Part of the problem (or part of the appeal, depending on how you look at it) with Carcass’ first two albums was the indistinct guitar sound. It was loud and blurred, and so poorly defined it is near on impossible to hear what Bill Steer was playing, but was probably true to the band’s live sound at the time. However, producer Colin Richardson reassembled Carcass’ wall of noise on this album, brick by brick, so the riffs and solos shared and traded by Steer and new boy Michael Amott are crisp and clear, yet heavy and menacing. The opening passage of “Lavaging Expectorate Of Lysergide Composition” bounces along like an Iron Maiden riff on steroids.
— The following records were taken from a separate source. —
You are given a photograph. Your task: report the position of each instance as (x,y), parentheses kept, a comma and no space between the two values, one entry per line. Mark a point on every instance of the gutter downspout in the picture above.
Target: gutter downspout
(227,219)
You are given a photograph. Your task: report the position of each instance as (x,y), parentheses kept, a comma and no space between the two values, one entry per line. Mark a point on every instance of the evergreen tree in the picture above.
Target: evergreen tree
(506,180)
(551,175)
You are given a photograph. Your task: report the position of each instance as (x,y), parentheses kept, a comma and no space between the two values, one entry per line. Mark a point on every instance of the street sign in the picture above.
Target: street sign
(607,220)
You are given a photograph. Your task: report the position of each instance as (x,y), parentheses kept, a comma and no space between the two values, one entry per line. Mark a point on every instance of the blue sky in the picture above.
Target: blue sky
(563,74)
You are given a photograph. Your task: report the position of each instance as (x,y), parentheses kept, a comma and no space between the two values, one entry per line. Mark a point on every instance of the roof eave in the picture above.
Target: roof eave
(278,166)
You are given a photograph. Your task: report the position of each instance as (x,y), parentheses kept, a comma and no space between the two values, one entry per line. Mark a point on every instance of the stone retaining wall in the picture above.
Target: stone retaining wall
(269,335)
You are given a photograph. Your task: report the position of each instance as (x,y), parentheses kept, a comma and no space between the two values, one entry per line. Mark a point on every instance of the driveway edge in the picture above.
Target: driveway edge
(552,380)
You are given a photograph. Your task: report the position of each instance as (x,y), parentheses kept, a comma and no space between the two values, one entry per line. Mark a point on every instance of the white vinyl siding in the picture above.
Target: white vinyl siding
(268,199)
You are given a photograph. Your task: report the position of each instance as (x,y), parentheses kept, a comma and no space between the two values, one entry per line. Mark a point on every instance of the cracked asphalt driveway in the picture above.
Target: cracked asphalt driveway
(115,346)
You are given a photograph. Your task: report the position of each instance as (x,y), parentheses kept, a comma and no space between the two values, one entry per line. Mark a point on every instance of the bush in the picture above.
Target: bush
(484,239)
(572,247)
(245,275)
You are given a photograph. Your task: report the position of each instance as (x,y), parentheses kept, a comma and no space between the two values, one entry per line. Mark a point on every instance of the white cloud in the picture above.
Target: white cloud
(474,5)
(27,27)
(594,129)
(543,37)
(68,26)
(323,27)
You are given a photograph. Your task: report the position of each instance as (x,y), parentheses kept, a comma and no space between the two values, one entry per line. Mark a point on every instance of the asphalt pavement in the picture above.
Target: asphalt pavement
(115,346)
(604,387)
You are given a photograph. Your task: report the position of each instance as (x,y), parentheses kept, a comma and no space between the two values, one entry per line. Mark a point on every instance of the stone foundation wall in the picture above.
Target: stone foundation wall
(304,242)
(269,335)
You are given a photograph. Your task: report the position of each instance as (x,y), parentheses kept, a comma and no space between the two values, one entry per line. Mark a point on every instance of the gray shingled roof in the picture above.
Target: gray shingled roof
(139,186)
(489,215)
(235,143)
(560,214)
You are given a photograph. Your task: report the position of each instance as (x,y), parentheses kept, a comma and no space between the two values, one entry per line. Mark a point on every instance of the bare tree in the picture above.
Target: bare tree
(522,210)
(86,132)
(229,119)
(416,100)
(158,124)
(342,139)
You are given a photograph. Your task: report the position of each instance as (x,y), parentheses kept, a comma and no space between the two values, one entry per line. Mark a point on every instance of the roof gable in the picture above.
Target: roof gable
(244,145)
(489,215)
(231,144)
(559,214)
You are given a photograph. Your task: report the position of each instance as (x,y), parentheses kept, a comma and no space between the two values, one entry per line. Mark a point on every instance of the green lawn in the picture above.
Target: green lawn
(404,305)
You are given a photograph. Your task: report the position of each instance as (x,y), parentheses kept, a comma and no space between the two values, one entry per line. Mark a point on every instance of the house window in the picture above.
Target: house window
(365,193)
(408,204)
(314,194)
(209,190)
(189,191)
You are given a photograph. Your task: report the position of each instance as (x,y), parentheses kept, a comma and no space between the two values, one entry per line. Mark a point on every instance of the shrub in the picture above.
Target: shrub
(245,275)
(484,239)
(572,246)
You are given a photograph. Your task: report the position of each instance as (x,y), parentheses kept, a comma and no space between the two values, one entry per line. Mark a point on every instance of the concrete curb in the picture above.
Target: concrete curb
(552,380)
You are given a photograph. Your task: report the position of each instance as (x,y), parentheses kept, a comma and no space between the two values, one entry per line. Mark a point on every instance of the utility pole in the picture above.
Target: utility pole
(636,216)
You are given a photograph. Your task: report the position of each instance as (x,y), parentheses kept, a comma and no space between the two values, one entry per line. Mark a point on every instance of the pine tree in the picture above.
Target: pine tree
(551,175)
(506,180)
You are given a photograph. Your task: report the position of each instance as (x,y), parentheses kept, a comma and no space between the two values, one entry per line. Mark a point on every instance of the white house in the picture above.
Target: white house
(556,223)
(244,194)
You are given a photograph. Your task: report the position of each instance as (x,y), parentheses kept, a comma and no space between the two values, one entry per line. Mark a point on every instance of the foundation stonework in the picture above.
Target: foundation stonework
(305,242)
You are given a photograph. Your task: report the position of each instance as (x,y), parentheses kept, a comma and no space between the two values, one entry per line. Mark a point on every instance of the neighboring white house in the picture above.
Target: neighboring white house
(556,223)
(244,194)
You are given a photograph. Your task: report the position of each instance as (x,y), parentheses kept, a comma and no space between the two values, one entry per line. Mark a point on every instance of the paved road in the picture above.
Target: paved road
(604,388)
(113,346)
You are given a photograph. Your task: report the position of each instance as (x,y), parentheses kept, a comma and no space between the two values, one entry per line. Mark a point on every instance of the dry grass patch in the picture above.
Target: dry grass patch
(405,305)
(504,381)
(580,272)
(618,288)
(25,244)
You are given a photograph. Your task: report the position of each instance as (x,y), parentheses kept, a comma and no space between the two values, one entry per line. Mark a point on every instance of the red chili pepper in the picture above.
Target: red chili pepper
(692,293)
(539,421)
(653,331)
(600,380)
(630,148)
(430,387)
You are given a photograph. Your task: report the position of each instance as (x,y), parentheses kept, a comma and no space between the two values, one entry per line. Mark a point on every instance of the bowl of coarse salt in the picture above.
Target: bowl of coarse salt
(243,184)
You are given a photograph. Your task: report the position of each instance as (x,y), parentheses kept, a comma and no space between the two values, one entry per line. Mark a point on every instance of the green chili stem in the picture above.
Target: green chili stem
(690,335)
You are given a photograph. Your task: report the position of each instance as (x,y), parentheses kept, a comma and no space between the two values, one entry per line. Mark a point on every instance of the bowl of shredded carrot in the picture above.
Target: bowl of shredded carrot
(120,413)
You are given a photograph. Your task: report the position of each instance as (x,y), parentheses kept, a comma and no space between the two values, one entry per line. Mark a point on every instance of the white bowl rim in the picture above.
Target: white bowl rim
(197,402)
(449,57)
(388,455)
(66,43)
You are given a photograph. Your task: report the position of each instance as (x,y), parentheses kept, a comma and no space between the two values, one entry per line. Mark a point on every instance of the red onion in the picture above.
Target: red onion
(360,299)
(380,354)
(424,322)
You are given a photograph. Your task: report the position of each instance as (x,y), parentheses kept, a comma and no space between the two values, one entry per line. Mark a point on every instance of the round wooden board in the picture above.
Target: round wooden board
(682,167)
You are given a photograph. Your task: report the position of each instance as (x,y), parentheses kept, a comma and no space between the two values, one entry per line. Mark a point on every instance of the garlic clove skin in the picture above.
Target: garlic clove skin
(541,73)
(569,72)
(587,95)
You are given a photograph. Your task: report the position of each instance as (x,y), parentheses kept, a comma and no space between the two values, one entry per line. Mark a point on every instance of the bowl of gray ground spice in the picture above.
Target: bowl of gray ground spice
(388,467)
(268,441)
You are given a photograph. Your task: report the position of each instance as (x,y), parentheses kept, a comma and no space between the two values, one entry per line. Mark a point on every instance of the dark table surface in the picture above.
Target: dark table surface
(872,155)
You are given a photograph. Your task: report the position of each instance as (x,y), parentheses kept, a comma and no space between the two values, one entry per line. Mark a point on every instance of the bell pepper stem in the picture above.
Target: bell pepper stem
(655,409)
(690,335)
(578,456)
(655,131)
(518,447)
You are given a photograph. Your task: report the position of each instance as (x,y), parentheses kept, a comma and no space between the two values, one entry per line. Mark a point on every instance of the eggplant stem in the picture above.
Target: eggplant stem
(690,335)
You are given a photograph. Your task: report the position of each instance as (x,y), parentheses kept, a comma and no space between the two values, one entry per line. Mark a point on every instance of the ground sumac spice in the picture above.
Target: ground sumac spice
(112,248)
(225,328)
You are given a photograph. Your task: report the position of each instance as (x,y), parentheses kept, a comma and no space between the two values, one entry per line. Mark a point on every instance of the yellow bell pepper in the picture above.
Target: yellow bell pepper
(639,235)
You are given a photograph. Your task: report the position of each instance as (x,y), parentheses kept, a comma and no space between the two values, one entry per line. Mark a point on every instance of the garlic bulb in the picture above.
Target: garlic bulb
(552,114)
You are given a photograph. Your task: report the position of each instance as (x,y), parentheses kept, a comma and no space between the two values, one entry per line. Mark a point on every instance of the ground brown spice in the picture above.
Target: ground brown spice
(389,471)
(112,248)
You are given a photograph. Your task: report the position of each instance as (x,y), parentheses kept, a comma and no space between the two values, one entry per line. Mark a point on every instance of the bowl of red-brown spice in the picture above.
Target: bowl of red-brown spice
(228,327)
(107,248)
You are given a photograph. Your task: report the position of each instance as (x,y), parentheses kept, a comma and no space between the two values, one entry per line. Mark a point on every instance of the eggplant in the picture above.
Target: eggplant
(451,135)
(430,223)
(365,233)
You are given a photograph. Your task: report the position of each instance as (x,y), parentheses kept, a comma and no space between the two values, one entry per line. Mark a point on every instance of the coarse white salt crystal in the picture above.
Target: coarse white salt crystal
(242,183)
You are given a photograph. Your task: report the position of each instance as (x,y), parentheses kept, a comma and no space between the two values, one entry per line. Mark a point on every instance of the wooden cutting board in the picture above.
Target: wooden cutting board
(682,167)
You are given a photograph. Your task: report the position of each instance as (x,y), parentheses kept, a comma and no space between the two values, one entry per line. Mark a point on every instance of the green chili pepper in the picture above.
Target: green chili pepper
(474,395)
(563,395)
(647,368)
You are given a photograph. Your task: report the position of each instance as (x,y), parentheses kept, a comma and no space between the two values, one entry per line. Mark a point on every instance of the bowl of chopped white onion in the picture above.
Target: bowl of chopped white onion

Many bands missed the point of Carcass’ lyrics and copied the gore theme while trying to be as offensive as possible. Jeff Walker’s lyrics have a hidden depth to them. Yes, there are horrific gory passages, which are designed to shock. Behind the medical dictionary verbosity though, lies a witty, satirical sense of humour. Each song has a story to tell. Opener “Inpropagation” is a tale of using human remains as fertiliser. “Incarnated Solvent Abuse” is a recipe for creating glue from rendered down corpses, while “Lavaging Expectorate Of Lysergide Composition” explains how to get high from chemicals created by decaying bodies. Perhaps most repugnant is “Pedigree Butchery”, in which human babies are processed as dog food, with wonderful lines like “Rheological, twisted nursery chymes/The fluxing of the defleshed/Paedophilosophical, carnage knowledge/As the illegitimate to the domesticated is fed”. The lyrics are still completely indecipherable without a lyric sheet, while Walker took on a bulk of the vocal duties, rather than the three way sharing of the previous albums.
The overall sound of this album was far removed from Carcass’ early albums, and quite a distance from most death metal bands of the time, except perhaps Bolt Thrower. Before ‘Necroticism: Descanting The Insalubrious’, Carcass had been a bit of a cult band in death metal circles, too chaotic to gain wide acceptance, but their perverse lyrical bent was much appreciated. After this album’s release however, all things gory and grindy in the underground were loudly professing their love for Carcass. So imposing is this album that few bands have ever tried to imitate it’s sound, and none have ever succeeded, not even Carcass.